Por Gilberto Yoshinaga.

Meados de 1999. Raras pessoas tinham acesso a internet em suas casas e eu utilizava o computador da Unesp de Bauru, onde residia e ainda cursava Jornalismo – mas sou de Mogi das Cruzes. Procurei por “hip hop” no Cadê ou no Aonde (sites de buscas mais populares da época em que o Google ainda era empresa minúscula e pouco conhecida). Encontrei um site com nome curioso, Bocada Forte, e ainda não sabia que aquele contato mudaria minha vida.

Remeti uma mensagem, contei que escrevia uns textos sobre cultura hip hop e enviei-os para que, caso aprovassem/quisessem, ficassem à vontade para publicá-los. Acho que os textos agradaram, porque em pouco tempo me tornei colunista/colaborador e fiz amizade com todas as “formiguinhas” que mantinham o Bocada Forte.

Simultaneamente, ele crescia e ganhava novas seções e parceiros, ampliando a diversidade de assuntos e pontos de vista. Ainda assim, naquela época algumas pessoas do hip hop achavam absurdo existir um site sobre o assunto. Afinal, para muitos, internet ainda era “coisa de playboy”.

Dezessete anos depois, eu me formei e já mudei de casa mais 15 vezes, o público do hip hop cresceu e a internet se popularizou profundamente, a ponto de mudar radicalmente os hábitos culturais e sociais das pessoas. Entre altos e baixos, o Bocada Forte permanece existindo e resistindo, com o mesmo objetivo de sempre: compartilhar e intercambiar informações e reflexões sobre a cultura de rua.

Nesse período, o “crescimento” do hip hop, sobretudo do rap, foi quantitativo e também qualitativo, mas criou problemas que já podiam ser previstos, se observássemos a cena da matriz – os EUA. A chegada do dinheiro corrompeu alguns, esvaziando ou banalizando seus discursos; outros adotaram comportamentos questionáveis e passíveis de crítica ou polêmica, como a ostentação material, a “objetificação” da mulher e o culto a bebidas e drogas.
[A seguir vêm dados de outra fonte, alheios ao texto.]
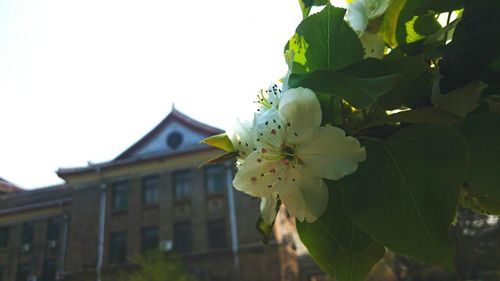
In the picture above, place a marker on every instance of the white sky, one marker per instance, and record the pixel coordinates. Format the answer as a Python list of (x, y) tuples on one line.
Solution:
[(83, 80)]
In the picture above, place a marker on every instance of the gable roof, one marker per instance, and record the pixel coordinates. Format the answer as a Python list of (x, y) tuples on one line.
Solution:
[(153, 145), (173, 116), (8, 187)]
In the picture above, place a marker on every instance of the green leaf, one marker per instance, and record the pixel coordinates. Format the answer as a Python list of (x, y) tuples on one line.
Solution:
[(406, 32), (359, 92), (474, 46), (426, 25), (339, 248), (305, 5), (482, 133), (324, 41), (404, 195), (413, 86), (390, 20), (417, 116)]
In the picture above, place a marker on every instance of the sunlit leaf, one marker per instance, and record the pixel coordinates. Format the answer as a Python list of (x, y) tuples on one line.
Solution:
[(340, 249), (326, 41), (359, 92)]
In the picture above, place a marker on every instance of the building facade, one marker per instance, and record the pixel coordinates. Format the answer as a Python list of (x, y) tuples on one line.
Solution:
[(153, 195)]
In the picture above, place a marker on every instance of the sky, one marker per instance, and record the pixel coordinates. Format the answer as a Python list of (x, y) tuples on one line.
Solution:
[(83, 80)]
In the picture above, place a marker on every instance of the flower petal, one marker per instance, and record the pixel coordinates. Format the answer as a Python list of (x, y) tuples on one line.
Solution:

E, num reflexo da própria geração nascida e criada nesta era virtual, muitos valores e princípios se perderam/diluíram, foram esquecidos ou se tornaram superficiais e descartáveis.

Ao longo desses 17 anos, a velocidade da informação também fez surgir a acomodação, a preguiça de pensar, o comodismo de quem vê a internet como muleta para não precisar mais ler livros ou absorver informações. O Google se tornou o “oráculo” de uma geração que, exceções à parte, deixou de armazenar coisas no cérebro e passou a confiá-las apenas ao HD do computador ou ao chip do smartphone. O conceito de “amigo” deixou de ser uma pessoa de carne e osso e, para muitos, se tornou um número, um avatar em rede social. O “Curtir”, mesmo quando falso ou hipócrita, passou a valer mais que o calor de um abraço sincero.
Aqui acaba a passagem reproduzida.